Some Boston friends of mine, a clergyman and his wife, told me of a pleasant summer adventure which they had,—quite against their will. The lady had been duly inoculated or vaccinated, (I forget which.) in her childhood, but nevertheless had the smallpox, in a way, after her marriage. She was slightly feverish, and a single spot appeared on her hand. The physician declared “that is it,” and, as good citizens are bound to do, they gave information of this fearful smallpox to the authorities. The lady and her husband were ordered into quarantine: the city coach came for them, and they were transported to the wharf, and then to the little quarantine island in the harbour, where they spent a particularly pleasant week. My friend was getting well when she went, and she was quite able to enjoy the charms of her new residence. Her husband read to her in the piazza as she worked: he bathed, and was spared a Sunday's preaching; she looked abroad over the sea, and laughed as often as she imagined what their friends supposed their situation to be. They had the establishment all to themselves, except that there was a tidy Scotchwoman to wait on them. Was ever quarantine so performed before?

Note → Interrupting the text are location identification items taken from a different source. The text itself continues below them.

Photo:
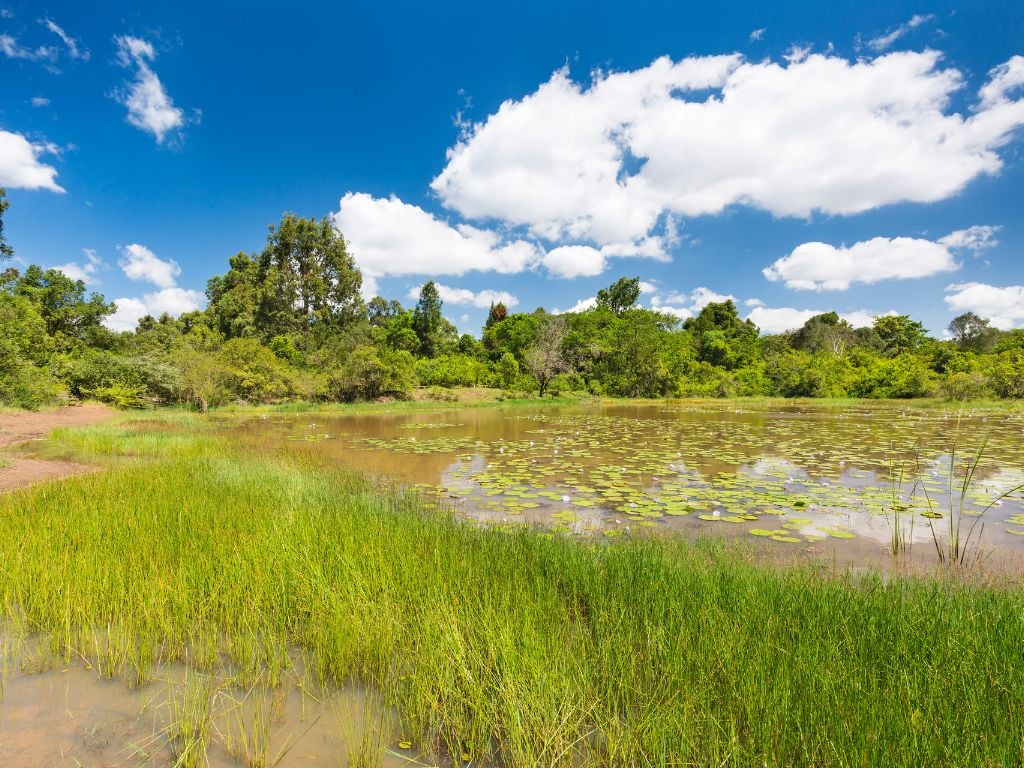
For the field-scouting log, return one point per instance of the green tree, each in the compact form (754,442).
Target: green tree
(721,338)
(5,250)
(436,335)
(497,313)
(546,358)
(71,315)
(899,334)
(380,311)
(621,295)
(824,333)
(972,333)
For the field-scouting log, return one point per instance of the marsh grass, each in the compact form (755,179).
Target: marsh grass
(501,647)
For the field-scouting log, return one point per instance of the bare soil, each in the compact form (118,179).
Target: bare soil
(18,427)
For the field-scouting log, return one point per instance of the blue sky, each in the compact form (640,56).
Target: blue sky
(862,157)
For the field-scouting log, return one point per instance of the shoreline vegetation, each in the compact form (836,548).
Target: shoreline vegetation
(255,569)
(290,325)
(485,646)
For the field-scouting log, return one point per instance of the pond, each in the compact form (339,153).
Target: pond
(851,482)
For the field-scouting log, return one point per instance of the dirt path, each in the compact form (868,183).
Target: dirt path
(16,428)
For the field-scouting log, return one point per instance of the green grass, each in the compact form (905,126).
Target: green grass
(515,648)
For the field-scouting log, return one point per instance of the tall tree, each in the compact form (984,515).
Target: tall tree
(5,250)
(621,295)
(972,333)
(71,316)
(825,332)
(547,357)
(721,338)
(899,334)
(497,313)
(308,278)
(428,322)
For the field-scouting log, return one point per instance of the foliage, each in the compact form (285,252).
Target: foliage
(288,324)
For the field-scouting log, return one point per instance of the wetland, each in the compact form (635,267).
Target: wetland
(593,584)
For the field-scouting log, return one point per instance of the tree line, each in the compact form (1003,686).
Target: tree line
(289,324)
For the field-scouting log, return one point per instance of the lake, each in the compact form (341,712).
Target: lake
(842,481)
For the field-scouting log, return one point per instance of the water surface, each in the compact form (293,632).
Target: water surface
(813,478)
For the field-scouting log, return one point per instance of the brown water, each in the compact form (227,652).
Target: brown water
(822,479)
(71,716)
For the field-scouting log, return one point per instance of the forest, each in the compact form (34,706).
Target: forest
(289,324)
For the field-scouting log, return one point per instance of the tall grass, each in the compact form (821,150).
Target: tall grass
(507,648)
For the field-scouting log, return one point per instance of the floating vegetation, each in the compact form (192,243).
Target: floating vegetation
(820,472)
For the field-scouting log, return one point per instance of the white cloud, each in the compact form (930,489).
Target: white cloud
(819,266)
(819,133)
(173,301)
(780,320)
(574,261)
(11,48)
(19,165)
(581,306)
(126,314)
(1004,306)
(75,50)
(392,238)
(88,271)
(465,297)
(139,262)
(883,42)
(150,108)
(973,239)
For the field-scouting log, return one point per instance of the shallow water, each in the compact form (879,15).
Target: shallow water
(71,716)
(802,478)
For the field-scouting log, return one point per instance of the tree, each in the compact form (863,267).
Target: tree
(71,316)
(5,250)
(899,334)
(824,333)
(547,358)
(497,313)
(380,310)
(434,332)
(972,333)
(620,296)
(721,338)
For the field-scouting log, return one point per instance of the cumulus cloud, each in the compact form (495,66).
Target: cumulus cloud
(606,163)
(87,271)
(20,167)
(138,262)
(820,266)
(388,237)
(574,261)
(581,306)
(75,48)
(150,107)
(11,48)
(883,42)
(465,297)
(1004,306)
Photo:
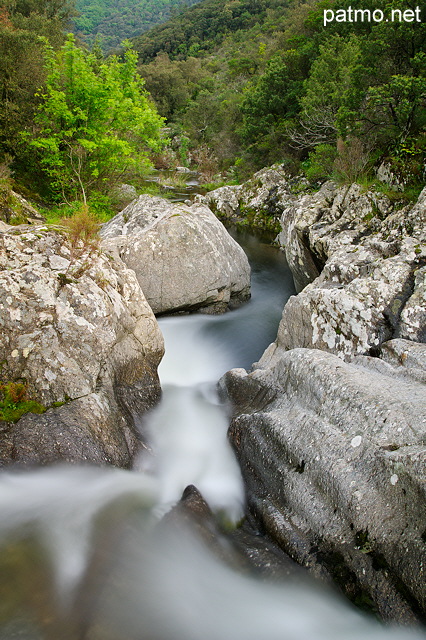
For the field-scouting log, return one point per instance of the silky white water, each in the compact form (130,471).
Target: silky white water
(187,431)
(83,558)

The reader may think, at the end of this chapter, that there is something far more pleasant than worthy of complaint in the extremes of the seasons in the United States. It would be so if health were not endangered by them; but the incessant regard to the physical welfare which prudence requires is a great drawback to ease and pleasure; and the failure of health, which is pretty sure to come, sooner or later, is a much worse. In my own opinion, the dullest climate and scenery may be turned to more pleasurable account by vigour of body and mind, than all the privileges of American variety and beauty by languid powers. All that the people of New England can do is to make the best of their case. Those who are blessed with health should use every reasonable endeavour to keep it; and it may be hoped that an improved settlement and cultivation of the country will carry on that amelioration of its climate, which many of its inhabitants are assured has already begun.